Struggle Meals - "The Chicken or the Egg"

Prep Time
Cook Time


  • 3 tablespoons butter, plus more for greasing
  • 3 tablespoons all-purpose flour, plus more for mugs
  • 2 cups whole milk
  • ½ teaspoon kosher salt
  • ½ teaspoon black pepper
  • ¼ teaspoon ground nutmeg
  • 4 eggs, separated
  • Juice of 1 lemon, divided in 2
  • 1 ½ cups gruyere cheese, grated
  • ¼ cup chives, chopped
  • Zest of 1 lemon
  • 4 cups arugula
  • 4 slices bacon, cooked and torn
  • 2 tablespoons extra virgin oil
  • ½ teaspoon kosher salt


  1. Make the soufflés - Preheat oven to 375 degrees.
  2. Grease 4 mugs generously with butter. Sprinkle with flour and move each mug around in a circle to make sure all sides are covered. Then, with each mug, tap any extra flour out.
  3. In a saucepan on low heat, melt 3 tablespoons of butter. Whisk in flour until fully blended and smooth. Next, add milk and whisk until mixture is smooth and thickened. Stir in salt, pepper, and nutmeg. Remove from heat, set aside, and allow to cool slightly.
  4. In a mixing bowl, add yolks and whisk together. Next, slowly, add the white sauce, about a quarter of a cup at a time, while constantly stirring.

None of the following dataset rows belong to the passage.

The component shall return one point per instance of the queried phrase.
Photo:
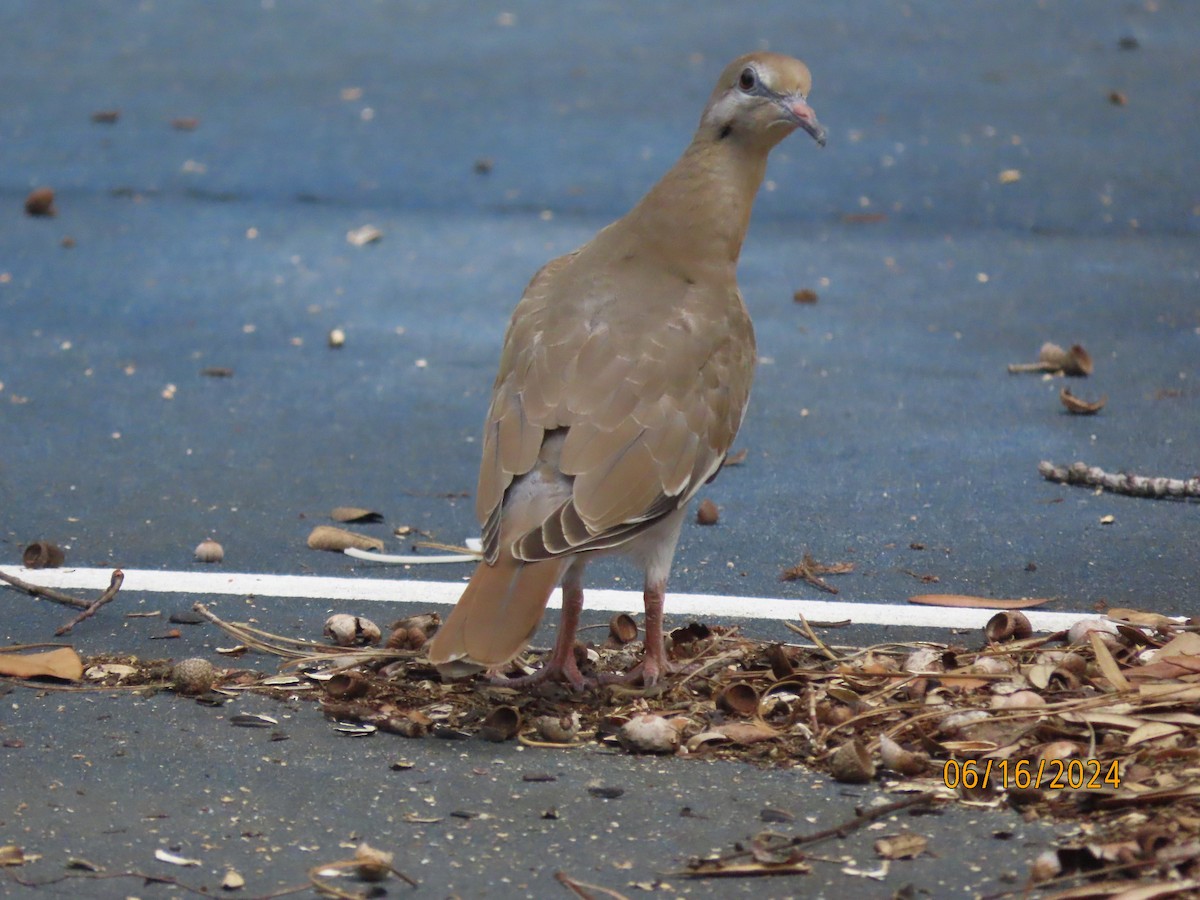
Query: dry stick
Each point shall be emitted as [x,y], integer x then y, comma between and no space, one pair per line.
[148,880]
[582,889]
[1079,473]
[48,593]
[114,585]
[840,831]
[804,629]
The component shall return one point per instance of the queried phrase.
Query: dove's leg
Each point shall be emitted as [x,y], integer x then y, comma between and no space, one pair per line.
[561,666]
[654,664]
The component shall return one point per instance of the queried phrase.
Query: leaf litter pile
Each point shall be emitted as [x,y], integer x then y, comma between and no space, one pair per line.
[1097,726]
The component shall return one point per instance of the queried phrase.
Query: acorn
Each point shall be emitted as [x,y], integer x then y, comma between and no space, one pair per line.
[192,676]
[209,551]
[41,202]
[708,513]
[1008,625]
[42,555]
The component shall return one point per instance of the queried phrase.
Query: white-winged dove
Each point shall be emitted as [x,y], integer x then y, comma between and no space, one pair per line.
[622,384]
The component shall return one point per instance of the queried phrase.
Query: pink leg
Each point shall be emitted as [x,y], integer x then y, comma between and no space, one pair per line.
[654,663]
[561,666]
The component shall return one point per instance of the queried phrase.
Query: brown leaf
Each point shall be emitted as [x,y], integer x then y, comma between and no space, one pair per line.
[1151,731]
[1078,406]
[63,663]
[355,514]
[747,732]
[977,603]
[1108,665]
[339,539]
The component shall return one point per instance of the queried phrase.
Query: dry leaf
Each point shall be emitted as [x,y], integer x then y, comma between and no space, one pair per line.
[339,539]
[355,514]
[63,663]
[977,603]
[747,732]
[1108,665]
[1151,731]
[1078,406]
[1186,645]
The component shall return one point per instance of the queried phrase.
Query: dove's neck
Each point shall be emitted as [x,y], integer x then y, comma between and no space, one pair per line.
[700,211]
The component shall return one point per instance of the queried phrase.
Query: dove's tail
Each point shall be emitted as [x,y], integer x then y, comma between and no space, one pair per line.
[496,615]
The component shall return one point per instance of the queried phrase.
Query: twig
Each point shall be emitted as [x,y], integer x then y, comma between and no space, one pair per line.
[840,831]
[148,879]
[48,593]
[583,891]
[291,647]
[1155,487]
[807,630]
[114,585]
[810,571]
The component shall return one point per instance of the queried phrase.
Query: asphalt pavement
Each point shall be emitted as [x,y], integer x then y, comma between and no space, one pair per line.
[996,177]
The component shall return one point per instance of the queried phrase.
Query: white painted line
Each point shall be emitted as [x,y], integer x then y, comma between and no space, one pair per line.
[445,593]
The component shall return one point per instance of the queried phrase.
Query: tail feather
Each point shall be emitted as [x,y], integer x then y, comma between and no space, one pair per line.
[496,615]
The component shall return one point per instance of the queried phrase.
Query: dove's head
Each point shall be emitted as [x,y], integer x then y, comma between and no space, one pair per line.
[762,97]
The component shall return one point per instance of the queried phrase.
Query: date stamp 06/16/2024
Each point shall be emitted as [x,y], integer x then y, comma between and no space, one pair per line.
[1024,774]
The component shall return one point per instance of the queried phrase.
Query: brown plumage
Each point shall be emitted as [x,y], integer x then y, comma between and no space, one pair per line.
[622,384]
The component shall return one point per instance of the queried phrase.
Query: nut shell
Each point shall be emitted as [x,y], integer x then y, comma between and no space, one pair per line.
[852,763]
[348,630]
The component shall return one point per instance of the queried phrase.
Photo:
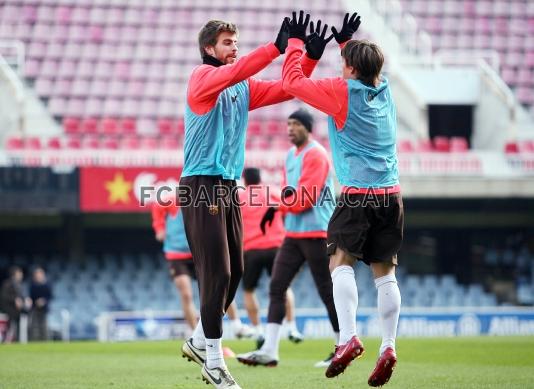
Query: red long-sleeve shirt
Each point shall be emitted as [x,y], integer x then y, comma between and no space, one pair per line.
[208,81]
[328,95]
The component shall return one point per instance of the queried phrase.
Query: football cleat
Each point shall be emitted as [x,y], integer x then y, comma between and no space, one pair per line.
[193,353]
[384,368]
[344,355]
[258,357]
[219,377]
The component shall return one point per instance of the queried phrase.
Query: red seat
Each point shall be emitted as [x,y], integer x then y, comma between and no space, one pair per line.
[274,127]
[109,143]
[15,143]
[458,144]
[165,127]
[32,143]
[149,142]
[180,126]
[109,126]
[128,126]
[89,126]
[71,125]
[424,145]
[441,144]
[254,127]
[54,143]
[91,142]
[511,148]
[130,142]
[405,146]
[74,142]
[170,143]
[527,146]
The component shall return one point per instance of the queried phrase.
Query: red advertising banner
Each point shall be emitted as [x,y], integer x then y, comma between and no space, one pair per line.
[116,189]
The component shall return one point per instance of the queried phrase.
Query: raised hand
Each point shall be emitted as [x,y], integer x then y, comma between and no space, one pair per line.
[316,41]
[298,27]
[283,36]
[350,26]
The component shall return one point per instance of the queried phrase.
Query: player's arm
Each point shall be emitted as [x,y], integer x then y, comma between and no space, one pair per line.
[315,168]
[329,95]
[158,220]
[263,93]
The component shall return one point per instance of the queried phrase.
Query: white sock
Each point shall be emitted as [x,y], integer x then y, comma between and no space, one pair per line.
[258,329]
[199,339]
[346,301]
[236,324]
[292,325]
[272,339]
[214,356]
[389,301]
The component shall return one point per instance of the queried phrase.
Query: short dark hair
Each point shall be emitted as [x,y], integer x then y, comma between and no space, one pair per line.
[366,57]
[251,176]
[13,270]
[211,30]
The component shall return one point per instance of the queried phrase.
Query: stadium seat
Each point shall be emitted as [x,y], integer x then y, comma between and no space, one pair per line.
[441,144]
[511,148]
[458,144]
[15,143]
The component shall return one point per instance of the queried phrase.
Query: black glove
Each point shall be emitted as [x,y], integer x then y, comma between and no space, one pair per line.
[297,28]
[316,42]
[267,217]
[283,36]
[288,191]
[349,28]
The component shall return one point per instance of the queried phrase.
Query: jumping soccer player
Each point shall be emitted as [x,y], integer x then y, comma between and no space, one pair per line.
[220,93]
[308,204]
[368,225]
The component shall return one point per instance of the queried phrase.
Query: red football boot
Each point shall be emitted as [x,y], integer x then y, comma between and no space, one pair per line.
[344,355]
[384,368]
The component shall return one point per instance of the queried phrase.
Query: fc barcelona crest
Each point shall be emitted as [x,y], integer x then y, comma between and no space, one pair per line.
[213,209]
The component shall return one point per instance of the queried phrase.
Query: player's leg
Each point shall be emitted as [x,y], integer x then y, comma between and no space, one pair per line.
[183,285]
[315,252]
[385,239]
[251,276]
[286,265]
[293,334]
[239,329]
[212,262]
[347,232]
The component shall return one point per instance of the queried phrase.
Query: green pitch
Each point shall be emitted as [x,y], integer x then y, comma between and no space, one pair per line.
[500,362]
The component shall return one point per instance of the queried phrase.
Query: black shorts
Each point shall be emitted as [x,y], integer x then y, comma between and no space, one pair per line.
[181,267]
[255,262]
[370,228]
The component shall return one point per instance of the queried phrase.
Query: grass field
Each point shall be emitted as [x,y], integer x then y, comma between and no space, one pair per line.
[503,362]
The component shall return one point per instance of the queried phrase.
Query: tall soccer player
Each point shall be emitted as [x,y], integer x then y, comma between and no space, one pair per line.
[308,204]
[220,93]
[168,224]
[368,224]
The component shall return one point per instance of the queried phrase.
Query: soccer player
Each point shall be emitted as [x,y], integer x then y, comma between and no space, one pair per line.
[168,225]
[220,93]
[260,249]
[368,224]
[308,203]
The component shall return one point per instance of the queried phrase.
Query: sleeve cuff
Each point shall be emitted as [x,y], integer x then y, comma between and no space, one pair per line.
[272,50]
[295,42]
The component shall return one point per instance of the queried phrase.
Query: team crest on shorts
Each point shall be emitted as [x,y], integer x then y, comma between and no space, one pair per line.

Continue adding sauce and stirring until fully blended. Stir in chives and lemon zest.
  5. In a large bowl, add egg whites and juice of half a lemon. Whisk eggs until medium peaks, but not too dry. You still want a creamy looking texture. Next, pour egg whites into white sauce bowl. Gently, fold until just combined.
  6. Divide sauce between 4 mugs, about ¾ full as soufflés, will rise. Sprinkle with gruyere.
  7. On a baking sheet tray, place 4 mugs. Bake for 20 to 22 minutes, until golden brown. Do not open oven during this time.
  8. Make the salad - In the meantime, prepare the salad.
  9. In a large bowl, add arugula. Squeeze lemon juice over arugula. Sprinkle with salt and drizzle with oil. Toss together. Top with bacon.
  10. To assemble - Once soufflés are baked, remove from oven and eat immediately. Serve with salad.